[Lilith by George MacDonald]@TWC D-Link bookLilith CHAPTER XXXIII 5/16
Knowing therefore how strong as well as wise and docile some of them were, and how swift as well as manageable many others, they now set themselves to secure their aid against the giants, and with loving, playful approaches, had soon made more than friends of most of them, from the first addressing horse or elephant as Brother or Sister Elephant, Brother or Sister Horse, until before long they had an individual name for each.
It was some little time longer before they said Brother or Sister Bear, but that came next, and the other day she had heard one little fellow cry, "Ah, Sister Serpent!" to a snake that bit him as he played with it too roughly.
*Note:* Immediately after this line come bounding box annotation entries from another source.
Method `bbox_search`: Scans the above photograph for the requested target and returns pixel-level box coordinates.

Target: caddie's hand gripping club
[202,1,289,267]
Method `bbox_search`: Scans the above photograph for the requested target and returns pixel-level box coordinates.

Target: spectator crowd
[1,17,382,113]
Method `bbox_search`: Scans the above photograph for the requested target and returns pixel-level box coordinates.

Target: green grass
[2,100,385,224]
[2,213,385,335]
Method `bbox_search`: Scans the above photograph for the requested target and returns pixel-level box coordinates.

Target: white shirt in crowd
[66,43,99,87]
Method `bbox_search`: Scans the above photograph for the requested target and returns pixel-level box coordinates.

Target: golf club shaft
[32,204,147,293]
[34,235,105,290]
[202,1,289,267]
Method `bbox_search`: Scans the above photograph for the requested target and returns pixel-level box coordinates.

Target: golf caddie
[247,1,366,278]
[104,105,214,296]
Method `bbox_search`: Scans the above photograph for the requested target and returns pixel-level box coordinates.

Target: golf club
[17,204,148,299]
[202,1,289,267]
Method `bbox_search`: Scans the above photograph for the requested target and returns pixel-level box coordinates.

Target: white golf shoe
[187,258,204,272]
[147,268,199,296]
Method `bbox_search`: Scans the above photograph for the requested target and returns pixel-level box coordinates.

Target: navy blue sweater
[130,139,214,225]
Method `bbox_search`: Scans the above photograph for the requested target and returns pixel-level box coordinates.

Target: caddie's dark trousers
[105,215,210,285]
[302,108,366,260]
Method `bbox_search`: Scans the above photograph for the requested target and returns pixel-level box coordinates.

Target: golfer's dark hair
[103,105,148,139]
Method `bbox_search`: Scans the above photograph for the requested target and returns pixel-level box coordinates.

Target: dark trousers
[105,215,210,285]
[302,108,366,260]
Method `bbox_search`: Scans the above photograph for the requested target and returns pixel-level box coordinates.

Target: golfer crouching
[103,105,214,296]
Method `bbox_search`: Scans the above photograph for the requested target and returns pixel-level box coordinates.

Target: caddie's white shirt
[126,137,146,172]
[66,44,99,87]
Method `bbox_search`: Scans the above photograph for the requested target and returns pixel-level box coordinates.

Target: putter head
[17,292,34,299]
Most of them would have nothing to do with a caterpillar, except watch it through its changes; but when at length it came from its retirement with wings, all would immediately address it as Sister Butterfly, congratulating it on its metamorphosis--for which they used a word that meant something like REPENTANCE--and evidently regarding it as something sacred. One moonlit evening, as they were going to gather their fruit, they came upon a woman seated on the ground with a baby in her lap--the woman I had met on my way to Bulika.
They took her for a giantess that had stolen one of their babies, for they regarded all babies as their property.
Filled with anger they fell upon her multitudinously, beating her after a childish, yet sufficiently bewildering fashion.